In the 60's you had most of these artist's again - longevity wasn't a difficulty as is now - plus The Stones, The Beatles, Pink Floyd and getting away from the UK rock and roll bands, The Doors, Bob Dylan, Janice Joplin, The Beach Boys. The seventies saw The Bee Gee's, Led Zeppelin, Pink Floyd, James Brown, Joni Mitchell, David Bowie, Aretha Franklin, Ac/Dc, Kool & The Gang.

The 80's saw the definition of legends from Duran Duran, The Smiths, The Stone Roses, Frankie Goes To Hollywood, Madonna, Gary Numan, Michael Jackson, Guns N ' Roses, Kiss, Def Leppard, Eurythmics. Then with the 90's we had Nirvana, Radiohead, U2, Prince, The Wonder kid, Bon Jovi, Primal Scream, Tu Pac, Soundgarden Pearl Jam.

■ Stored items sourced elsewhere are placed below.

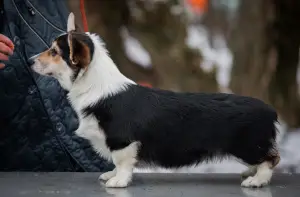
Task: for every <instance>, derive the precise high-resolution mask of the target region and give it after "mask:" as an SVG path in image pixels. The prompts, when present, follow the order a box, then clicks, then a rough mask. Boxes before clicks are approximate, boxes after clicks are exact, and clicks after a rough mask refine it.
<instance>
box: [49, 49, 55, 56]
mask: <svg viewBox="0 0 300 197" xmlns="http://www.w3.org/2000/svg"><path fill="white" fill-rule="evenodd" d="M50 54H51V56H52V57H55V56H56V55H57V51H56V50H55V49H51V50H50Z"/></svg>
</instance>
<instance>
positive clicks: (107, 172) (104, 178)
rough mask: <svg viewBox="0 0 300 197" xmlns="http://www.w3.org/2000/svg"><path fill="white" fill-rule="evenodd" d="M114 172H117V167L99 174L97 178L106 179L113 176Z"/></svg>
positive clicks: (116, 172) (109, 178)
mask: <svg viewBox="0 0 300 197" xmlns="http://www.w3.org/2000/svg"><path fill="white" fill-rule="evenodd" d="M116 174H117V169H116V168H115V169H113V170H112V171H108V172H105V173H103V174H101V175H100V176H99V179H100V180H102V181H107V180H109V179H111V178H113V177H114V176H116Z"/></svg>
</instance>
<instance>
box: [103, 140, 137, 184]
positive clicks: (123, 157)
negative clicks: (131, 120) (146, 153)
mask: <svg viewBox="0 0 300 197" xmlns="http://www.w3.org/2000/svg"><path fill="white" fill-rule="evenodd" d="M138 147H139V145H138V142H134V143H131V144H130V145H129V146H127V147H125V148H123V149H120V150H116V151H112V160H113V163H114V165H115V166H116V169H115V170H116V171H115V172H116V174H115V176H113V177H112V178H110V179H109V180H108V181H107V182H106V184H105V186H106V187H112V188H119V187H127V186H128V184H129V183H130V182H131V180H132V175H133V169H134V167H135V164H136V162H137V160H136V156H137V152H138Z"/></svg>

With the noughties we got Eminem, Coldplay, Foo Fighters, Red Hot Chiil Peppers, 50 Cent, Snow Patrol, Chemical Brothers, Jay Z, Gorrillaz, Queens Of The Stone Age. But unhappily the modern pop lore at the end of the 2000's has favored dump rubbish pop. I am not talking about bubblegum pop like the Beach Boys, as their songs have beaten the test of time.

But rubbish vocodered beating pop songs all about being in "the club" getting it on with somebody you have just met. "What's my name" a chanting. Who cares. Good music should talk for itself and not brand the singers name. Positively abominable. Today's music is about fame for fame's sake and nothing else. It's a corporate commodity.